Se lo encontró fumando, acompañado por sus tres perros. Atados a la pared con cadenas, hicieron el inane amago de lanzarse a por ella entre ladridos.
—¡Callaos!, ¡callaos! Y tú, pasa y ponte cómoda.
Ella lo observó con la habitual mezcla de repugnancia y compasión. Tenía su edad y en otra vida podría haber sido atractivo. Ahora, la tez pecosa sin lustre, los ojos pardos carentes de brillo, los labios amoratados y resecos… le otorgaban una mueca siniestra. Estaba tan delgado que, bajo la camisa desabrochada, se atisbaban los huesos de la caja torácica; la curva superior de las caderas encrestaba la piel macilenta sobre la cinturilla del pantalón.
—Necesito ayuda —le dijo finalizado el escrutinio.
—¿Otro cupón?
—No. El que me llevé el lunes me dará para un par de días.
Verdú rio. Y al hacerlo dejó entrever dos filas de dientes amarilleados por el tabaco y las drogas.
—Siempre he admirado tu habilidad para estirar su validez.
Moira amagó una sonrisa mordaz. Decidió omitir la referencia al acumulador que le había levantado en una de sus últimas visitas. En lo que duró su cavilación él se puso en pie, tiró la colilla consumida y se pegó a ella.

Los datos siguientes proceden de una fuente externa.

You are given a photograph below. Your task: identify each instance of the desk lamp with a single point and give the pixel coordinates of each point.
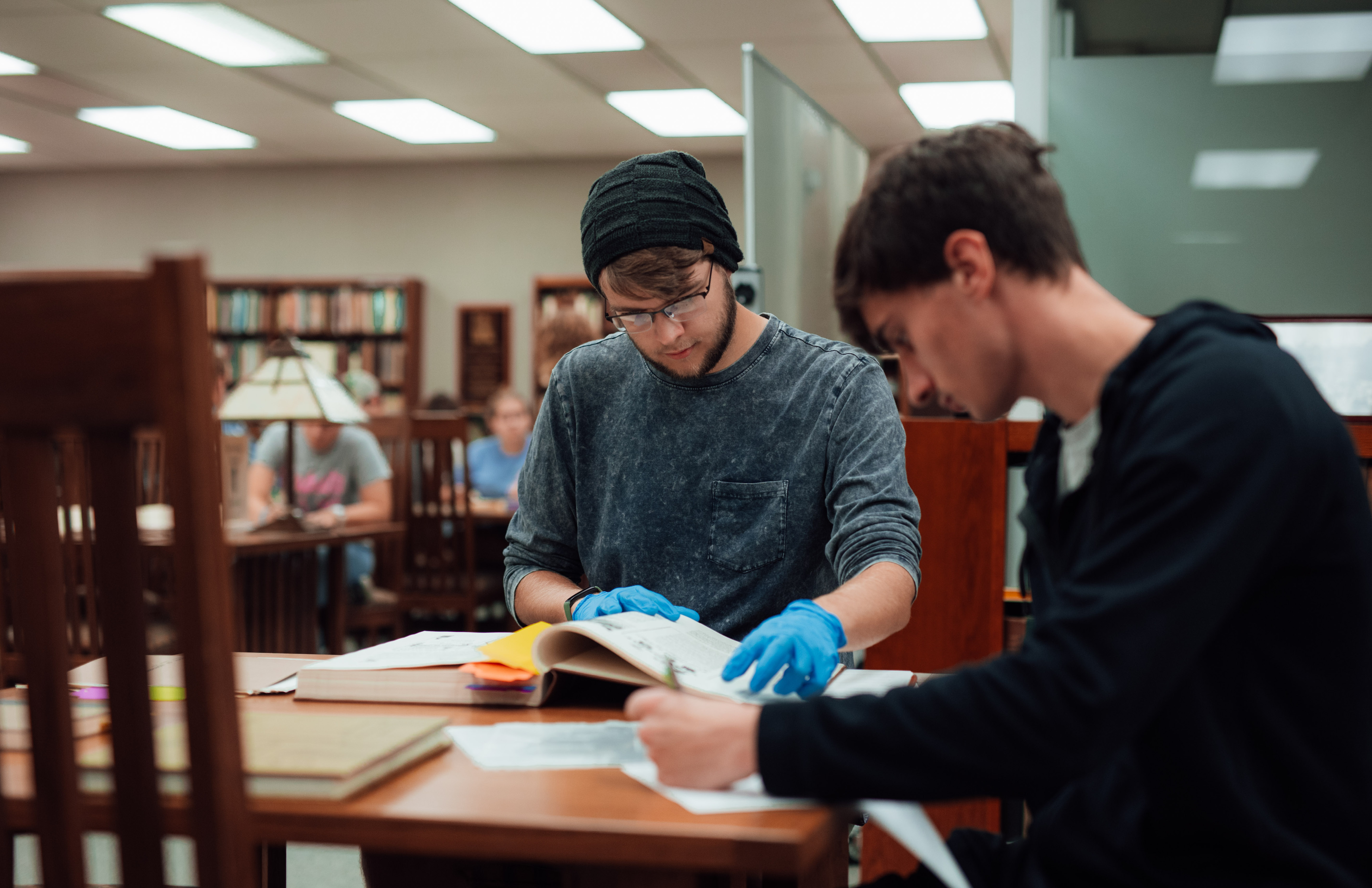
(289, 386)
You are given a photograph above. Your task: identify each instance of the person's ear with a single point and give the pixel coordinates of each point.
(971, 261)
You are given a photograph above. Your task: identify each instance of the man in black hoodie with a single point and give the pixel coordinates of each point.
(1194, 705)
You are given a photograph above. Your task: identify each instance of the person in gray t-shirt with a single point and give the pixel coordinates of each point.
(708, 460)
(341, 478)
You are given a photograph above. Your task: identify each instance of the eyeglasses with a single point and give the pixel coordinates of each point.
(643, 322)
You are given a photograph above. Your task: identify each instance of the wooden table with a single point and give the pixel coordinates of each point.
(591, 819)
(274, 541)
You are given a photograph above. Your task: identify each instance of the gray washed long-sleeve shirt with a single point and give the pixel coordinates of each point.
(778, 478)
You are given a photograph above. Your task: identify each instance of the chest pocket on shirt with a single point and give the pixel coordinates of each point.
(747, 524)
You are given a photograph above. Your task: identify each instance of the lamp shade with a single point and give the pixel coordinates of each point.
(289, 386)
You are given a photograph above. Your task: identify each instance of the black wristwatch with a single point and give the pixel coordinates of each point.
(571, 603)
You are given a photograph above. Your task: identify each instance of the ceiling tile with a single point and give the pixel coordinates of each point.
(932, 61)
(327, 83)
(49, 91)
(622, 71)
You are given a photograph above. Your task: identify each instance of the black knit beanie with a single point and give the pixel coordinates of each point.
(655, 201)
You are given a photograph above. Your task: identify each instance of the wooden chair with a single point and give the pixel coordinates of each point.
(108, 353)
(440, 540)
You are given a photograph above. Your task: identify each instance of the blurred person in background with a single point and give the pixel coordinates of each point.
(495, 462)
(367, 390)
(341, 478)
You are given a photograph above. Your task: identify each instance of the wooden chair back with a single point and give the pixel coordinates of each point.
(149, 459)
(393, 433)
(108, 353)
(441, 547)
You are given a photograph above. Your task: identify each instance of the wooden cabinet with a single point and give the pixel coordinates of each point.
(567, 312)
(374, 324)
(484, 353)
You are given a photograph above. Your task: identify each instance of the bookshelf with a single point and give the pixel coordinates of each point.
(375, 324)
(560, 305)
(484, 353)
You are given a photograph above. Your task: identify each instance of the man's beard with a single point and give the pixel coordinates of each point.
(715, 353)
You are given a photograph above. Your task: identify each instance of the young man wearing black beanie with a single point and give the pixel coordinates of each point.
(708, 460)
(1194, 703)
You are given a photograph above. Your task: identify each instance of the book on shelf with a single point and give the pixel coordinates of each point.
(238, 311)
(88, 720)
(344, 311)
(297, 755)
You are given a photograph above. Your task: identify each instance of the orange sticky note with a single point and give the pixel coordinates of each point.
(516, 650)
(496, 672)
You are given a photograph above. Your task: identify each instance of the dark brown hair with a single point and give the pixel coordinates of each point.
(988, 179)
(659, 272)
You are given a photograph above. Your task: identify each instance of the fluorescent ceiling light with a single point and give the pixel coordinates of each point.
(547, 27)
(12, 65)
(168, 128)
(898, 21)
(680, 112)
(1294, 49)
(416, 121)
(1253, 169)
(217, 34)
(945, 106)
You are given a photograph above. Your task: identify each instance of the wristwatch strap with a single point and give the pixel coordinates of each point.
(571, 603)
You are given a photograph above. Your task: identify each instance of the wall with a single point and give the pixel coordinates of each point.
(1128, 131)
(475, 232)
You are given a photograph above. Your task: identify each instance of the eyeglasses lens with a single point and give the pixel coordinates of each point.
(685, 307)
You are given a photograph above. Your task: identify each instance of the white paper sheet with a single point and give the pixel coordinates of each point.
(416, 651)
(853, 683)
(907, 824)
(745, 795)
(551, 746)
(286, 685)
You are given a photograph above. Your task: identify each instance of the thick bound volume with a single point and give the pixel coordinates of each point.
(630, 648)
(295, 755)
(636, 648)
(88, 720)
(425, 667)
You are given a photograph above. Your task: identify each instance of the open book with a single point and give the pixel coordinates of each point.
(636, 648)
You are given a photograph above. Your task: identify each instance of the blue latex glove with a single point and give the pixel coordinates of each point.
(629, 599)
(805, 639)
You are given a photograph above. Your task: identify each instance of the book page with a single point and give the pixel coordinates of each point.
(697, 652)
(416, 651)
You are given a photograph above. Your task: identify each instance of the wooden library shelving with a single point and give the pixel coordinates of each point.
(567, 312)
(370, 323)
(484, 353)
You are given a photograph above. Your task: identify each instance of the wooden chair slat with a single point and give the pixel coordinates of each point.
(106, 355)
(119, 572)
(205, 618)
(31, 485)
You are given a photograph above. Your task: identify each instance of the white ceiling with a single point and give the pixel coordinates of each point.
(540, 106)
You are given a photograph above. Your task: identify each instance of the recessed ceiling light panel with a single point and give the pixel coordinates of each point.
(166, 127)
(548, 27)
(12, 65)
(945, 106)
(1253, 169)
(1294, 49)
(416, 121)
(214, 32)
(898, 21)
(680, 112)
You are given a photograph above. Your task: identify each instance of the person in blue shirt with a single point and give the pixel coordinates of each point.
(495, 463)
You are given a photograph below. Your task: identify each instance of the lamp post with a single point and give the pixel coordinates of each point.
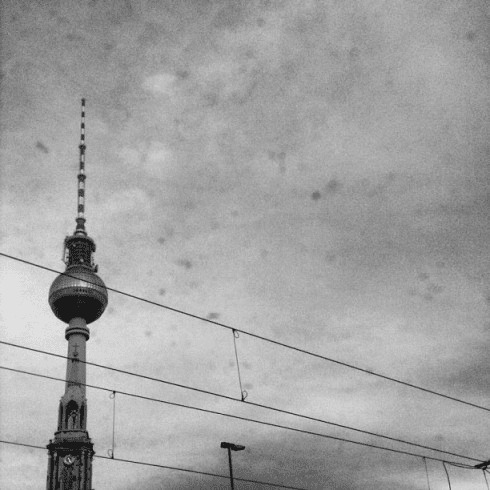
(231, 447)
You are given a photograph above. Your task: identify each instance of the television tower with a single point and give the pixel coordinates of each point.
(77, 297)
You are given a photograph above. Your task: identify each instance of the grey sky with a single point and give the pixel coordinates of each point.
(313, 172)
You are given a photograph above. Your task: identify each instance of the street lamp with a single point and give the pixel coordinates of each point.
(231, 447)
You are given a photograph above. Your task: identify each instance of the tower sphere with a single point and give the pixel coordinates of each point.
(82, 295)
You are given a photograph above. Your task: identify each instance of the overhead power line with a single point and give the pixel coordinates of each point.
(265, 339)
(134, 395)
(166, 467)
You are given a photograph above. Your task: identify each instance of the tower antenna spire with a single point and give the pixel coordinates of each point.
(81, 177)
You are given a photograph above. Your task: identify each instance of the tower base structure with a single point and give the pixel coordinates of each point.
(70, 461)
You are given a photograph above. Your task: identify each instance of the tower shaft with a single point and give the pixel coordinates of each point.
(77, 297)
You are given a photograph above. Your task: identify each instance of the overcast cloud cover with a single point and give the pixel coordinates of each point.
(316, 172)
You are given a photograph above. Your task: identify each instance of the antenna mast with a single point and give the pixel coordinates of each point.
(81, 178)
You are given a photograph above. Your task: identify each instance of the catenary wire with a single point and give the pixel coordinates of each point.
(155, 465)
(270, 424)
(426, 472)
(260, 337)
(447, 475)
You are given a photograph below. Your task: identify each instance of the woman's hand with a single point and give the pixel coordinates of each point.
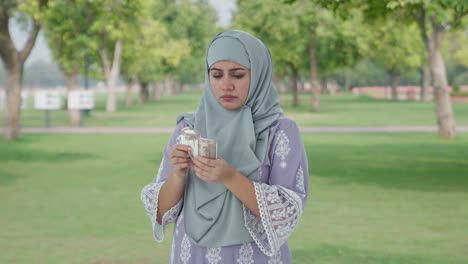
(180, 160)
(212, 170)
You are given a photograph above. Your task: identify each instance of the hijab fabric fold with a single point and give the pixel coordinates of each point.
(213, 216)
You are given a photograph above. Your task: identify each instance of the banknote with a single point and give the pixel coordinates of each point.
(200, 146)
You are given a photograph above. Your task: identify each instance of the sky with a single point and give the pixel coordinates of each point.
(41, 50)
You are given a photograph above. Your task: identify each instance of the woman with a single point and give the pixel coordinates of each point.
(242, 206)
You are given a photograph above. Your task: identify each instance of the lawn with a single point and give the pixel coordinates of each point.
(374, 198)
(346, 110)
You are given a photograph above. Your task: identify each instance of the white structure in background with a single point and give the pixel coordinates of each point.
(2, 99)
(47, 100)
(80, 100)
(24, 100)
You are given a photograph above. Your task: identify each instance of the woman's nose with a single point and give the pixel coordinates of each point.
(227, 84)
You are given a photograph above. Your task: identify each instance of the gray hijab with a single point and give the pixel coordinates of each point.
(213, 216)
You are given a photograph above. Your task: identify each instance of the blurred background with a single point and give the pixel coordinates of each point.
(90, 89)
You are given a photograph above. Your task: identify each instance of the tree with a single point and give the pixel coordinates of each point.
(109, 26)
(30, 12)
(438, 17)
(66, 31)
(395, 47)
(443, 16)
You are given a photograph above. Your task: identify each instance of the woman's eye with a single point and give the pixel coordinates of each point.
(238, 76)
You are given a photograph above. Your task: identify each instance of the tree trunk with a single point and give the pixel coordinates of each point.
(394, 82)
(13, 62)
(73, 114)
(129, 90)
(168, 87)
(112, 73)
(294, 78)
(347, 83)
(425, 67)
(144, 92)
(443, 103)
(12, 114)
(425, 82)
(156, 91)
(314, 78)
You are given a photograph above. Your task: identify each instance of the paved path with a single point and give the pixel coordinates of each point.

—Entonces estás aquí porque por fin te has dado cuenta de que te gusto tanto como tú a mí.
—Necesito ayuda —repitió Moira, ahora en un rumor. Sin rastro de condescendencia y asqueada por su cercanía añadió—: Mi abuelo precisa suero nucleótido.
Por un instante el espanto recorrió el rostro de Verdú. Aunque no llegó a apartarse, balbució mirando a otro lado:
—¿Se ha contagiado de H26? ¿Estás segura?